Sorumluluk duygusu; kişinin kendi davranışlarını veya kendi yetki alanına giren herhangi bir olayın sonuçlarını üstlenmesi, mesuliyetidir.
Sorumluluk tanımının iyi öğrenilmesi için sorumlu olan bireyin neler yapabileceği bilinmelidir. Sorumlu bir birey eğer kendi veya kendine ait olan bir eşya ile ilgili bir problem var ise kaçmaya çalışmaz. Durup o sorunun üstesinden gelmek için mücadele vermeye başlar.
Karşılaştığı sorunlarla mücadele yöntemi de sorumluluk sahibi olan bir birey için oldukça önemlidir. Bu birey kesinlikle sorumluluk gerektiren işler karşısında çözüm için haklı ve etik bir çaba içinde olmak zorundandır.

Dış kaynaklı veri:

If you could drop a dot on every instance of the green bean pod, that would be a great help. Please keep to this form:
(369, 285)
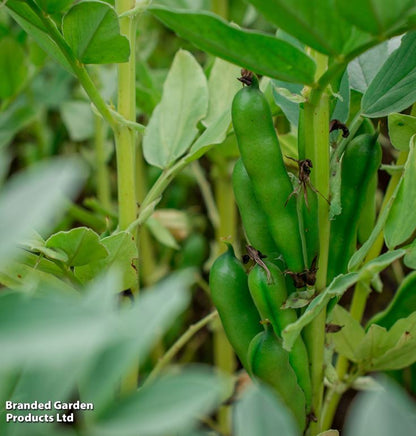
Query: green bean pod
(270, 363)
(262, 157)
(368, 215)
(231, 297)
(402, 305)
(268, 298)
(254, 219)
(360, 162)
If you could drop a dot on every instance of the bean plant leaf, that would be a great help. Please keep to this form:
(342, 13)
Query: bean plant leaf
(17, 116)
(222, 86)
(336, 289)
(363, 69)
(37, 244)
(317, 24)
(392, 89)
(375, 16)
(263, 54)
(44, 331)
(171, 404)
(78, 119)
(214, 134)
(34, 198)
(410, 257)
(161, 233)
(173, 125)
(384, 412)
(401, 129)
(81, 246)
(122, 253)
(401, 222)
(54, 6)
(92, 30)
(351, 333)
(142, 325)
(260, 412)
(13, 70)
(33, 26)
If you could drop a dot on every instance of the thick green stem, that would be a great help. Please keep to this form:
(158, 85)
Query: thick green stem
(359, 302)
(125, 137)
(77, 67)
(102, 173)
(316, 131)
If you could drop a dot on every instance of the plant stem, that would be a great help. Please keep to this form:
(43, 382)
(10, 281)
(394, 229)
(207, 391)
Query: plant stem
(126, 105)
(316, 131)
(77, 67)
(359, 301)
(102, 173)
(173, 350)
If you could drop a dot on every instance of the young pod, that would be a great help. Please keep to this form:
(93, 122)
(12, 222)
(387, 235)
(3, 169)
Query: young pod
(231, 297)
(268, 296)
(270, 363)
(360, 162)
(254, 219)
(262, 157)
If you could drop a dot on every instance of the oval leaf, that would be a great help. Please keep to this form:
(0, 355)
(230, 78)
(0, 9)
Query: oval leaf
(92, 30)
(392, 89)
(173, 125)
(401, 222)
(260, 412)
(375, 16)
(401, 129)
(81, 245)
(316, 23)
(263, 54)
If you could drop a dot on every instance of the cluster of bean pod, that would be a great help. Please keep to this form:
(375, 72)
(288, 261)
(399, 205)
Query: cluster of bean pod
(282, 229)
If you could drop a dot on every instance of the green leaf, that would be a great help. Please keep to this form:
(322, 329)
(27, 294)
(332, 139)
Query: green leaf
(173, 125)
(36, 243)
(122, 253)
(161, 233)
(78, 119)
(142, 325)
(13, 69)
(92, 30)
(392, 89)
(222, 86)
(34, 198)
(34, 27)
(44, 331)
(260, 412)
(401, 222)
(258, 52)
(375, 16)
(14, 119)
(386, 412)
(81, 245)
(363, 69)
(337, 288)
(317, 24)
(28, 278)
(401, 129)
(351, 334)
(410, 257)
(171, 404)
(214, 134)
(53, 6)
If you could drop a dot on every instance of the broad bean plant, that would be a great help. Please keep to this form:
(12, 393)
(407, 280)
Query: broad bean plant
(293, 123)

Ahlâk âlimlerine göre dünyada sorumluluk duygusu taşıyan tek varlık insandır. Akıl ve iradeye sahiptir. Bu sebeple onun dinî, ahlâkî, içtimaî ve hukukî bakımdan doğru yolu seçmesi istenir ve bu hususlarda sorumlu tutulur. İnsanın için üç türlü sorumluluk bulunduğu kabul edilir.
1. Vicdanî (ahlâkî) sorumluluk. Her insan, ruhî yapısında yer alan ve yerine göre kendisini takdir eden veya suçlayan vicdanın otoritesini hisseder, vicdani duygusunu dinler.
2. İçtimaî sorumluluk. İslâm bireyi toplum karşısında sorumlu kılarken, bir yandan da topluma insanların iyiliği uğruna çaba harcama sorumluluğu yüklemiştir.
3. Dinî sorumluluk. Bu sorumluluk inanma ihtiyacından doğup diğer iki sorumluluk çeşidinin eksikliğini tamamlar.
İnsan, günlük yaşamında veya toplumsal ilişkilerinde büyük bir sorumluluk duygusunun sahibidir öyle de yaratılmıştır.
Daha doğrusu öncesinde sorumluluk duygusu ne demektir. Yaşayan her insanın sorumlu olduğu alanlar, kendine göre taşıdığı sorumluluğu vardır.
Duyarlılık, önemseme, dikkate alma, ilgilenme, ilgi gösterme, tepki verme, bir şeyler yapma, kendini verme. Saydığım kavramlar sorumluluğun sonuçlarıdır.
Sorumlu duymak insanı büyütür, güçlendirir, ruhunu inceltir, tutarlı kılar, kişiliğini geliştirir. Diğer insanlar nazarında değerli hale getirir. Buna karşılık sorumsuz insanlar güçsüzdürler. Sorumluluk bilinci, duygusu olmayan bir kişi ya da toplum gelişmiş sayılmazlar.
Sorumlu ve duyarlı kişiler iyi ve iyiliği yaşayanlar ve yaşatanlardır. Sorumsuz ve duyarsız kişiler ise kötü ve kötülüğü yapanlardır. Kötülüğü yaymaya çalışanlardır.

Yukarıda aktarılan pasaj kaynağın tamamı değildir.